P sampling depth

Mehrbod_Estaki · October 11, 2018, 11:49pm

HI @Fatemah,
Sorry about the delay on this!

Glad we were able to increase your coverage and avoid having to drop a bunch of samples. Always important to play with the data a bit! Depending on your expected community the minimum 2,635 could be enough to give a good depiction of the community. I've certainly seen publications with less.

So, we did this not because you had primers left in your beginning but because of the mystery N assignments. It's hard for me to suggest whether or not we should keep this cut off or not. You could try re-running with and without the Ns and compare. Unfortunately the head command isn't so comprehensive of what is going on in your sample so your best bet is just re-run it if you want. I wouldn't worry too much about the extra coverage though, those 20 bp are not going to reduce your resolution too much.

Yes! It may seem counter-intuitive at first but this is actually what we expected. So as include more/longer read into DADA2 it does introduce more of those poor quality bases on the 3'. As so DADA2 actually will discard those reads instead of using them if the quality score drops below a certain threshold (see the --help command for more info on these). So while you are keeping longer reads, you are infact causing more of those reads to be discarded. When you trim those poor quality tails, then more reads make it pass this filtering step, thus more reads! Hope that makes sense.
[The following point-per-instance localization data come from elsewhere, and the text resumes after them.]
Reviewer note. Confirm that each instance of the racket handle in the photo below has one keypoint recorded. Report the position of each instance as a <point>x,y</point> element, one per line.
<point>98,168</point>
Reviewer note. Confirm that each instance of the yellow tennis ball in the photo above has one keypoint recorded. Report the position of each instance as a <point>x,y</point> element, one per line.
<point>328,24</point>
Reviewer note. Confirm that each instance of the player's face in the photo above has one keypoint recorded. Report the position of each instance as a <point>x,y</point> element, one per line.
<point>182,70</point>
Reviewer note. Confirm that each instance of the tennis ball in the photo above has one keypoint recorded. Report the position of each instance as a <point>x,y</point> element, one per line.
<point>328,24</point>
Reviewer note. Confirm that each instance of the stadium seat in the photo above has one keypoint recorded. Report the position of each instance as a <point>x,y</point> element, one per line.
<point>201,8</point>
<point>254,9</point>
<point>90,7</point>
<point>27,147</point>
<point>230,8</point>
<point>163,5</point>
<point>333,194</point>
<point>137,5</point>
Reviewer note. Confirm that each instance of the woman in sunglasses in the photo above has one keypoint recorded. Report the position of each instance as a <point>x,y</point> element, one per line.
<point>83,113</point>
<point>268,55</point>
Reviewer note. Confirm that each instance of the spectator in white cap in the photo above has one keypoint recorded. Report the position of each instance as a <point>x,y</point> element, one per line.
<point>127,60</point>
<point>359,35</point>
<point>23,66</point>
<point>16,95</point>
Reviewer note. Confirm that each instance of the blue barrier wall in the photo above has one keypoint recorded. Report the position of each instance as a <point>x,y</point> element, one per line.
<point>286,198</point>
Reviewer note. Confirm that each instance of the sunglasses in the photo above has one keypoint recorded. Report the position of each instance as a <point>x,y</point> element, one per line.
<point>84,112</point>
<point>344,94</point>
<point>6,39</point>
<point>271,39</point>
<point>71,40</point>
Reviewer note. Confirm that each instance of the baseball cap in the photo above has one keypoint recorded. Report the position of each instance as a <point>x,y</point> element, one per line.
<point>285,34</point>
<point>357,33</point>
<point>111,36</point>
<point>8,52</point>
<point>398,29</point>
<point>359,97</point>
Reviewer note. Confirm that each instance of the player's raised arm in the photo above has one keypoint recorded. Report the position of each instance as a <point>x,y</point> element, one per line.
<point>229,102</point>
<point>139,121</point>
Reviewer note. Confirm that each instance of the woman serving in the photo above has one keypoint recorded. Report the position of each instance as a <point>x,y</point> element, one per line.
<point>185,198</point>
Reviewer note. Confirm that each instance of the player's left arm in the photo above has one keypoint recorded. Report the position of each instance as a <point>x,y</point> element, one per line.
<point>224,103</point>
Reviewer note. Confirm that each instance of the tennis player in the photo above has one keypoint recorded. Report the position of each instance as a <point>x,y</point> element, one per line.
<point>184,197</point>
Yes, the dark black line in the middle of your reads is the median. You can also zoom in that graph by drawing a box onto the image if you wanted to see more depth. And remember that what I said is it not a rule or a one-size-fit-all recommendation, it is just a starting point. You will have to play around with your data to find what works best. For that reason I can't tell you what you need to pick or how to pick, that is just something you have to figure out. I suggested 170 and 190 in your reads purely based on a vague rough visual inspection of your reads. Just sort of where I noticed the reads were dropping in quality. More importantly though is the fact that you have a region with lots of overlap which means we could actually truncate even earlier (as discussed earlier) without losing information. So to be safe I recommended being way more stringent than the min 20 median rule, which seemed to work better for your data! Again, just need to figure out what works for your data:P

Sorry there isn't a clear cut answer, but that's just the nature of this beast. Good luck!

system · November 12, 2018, 6:01am

This topic was automatically closed 31 days after the last reply. New replies are no longer allowed.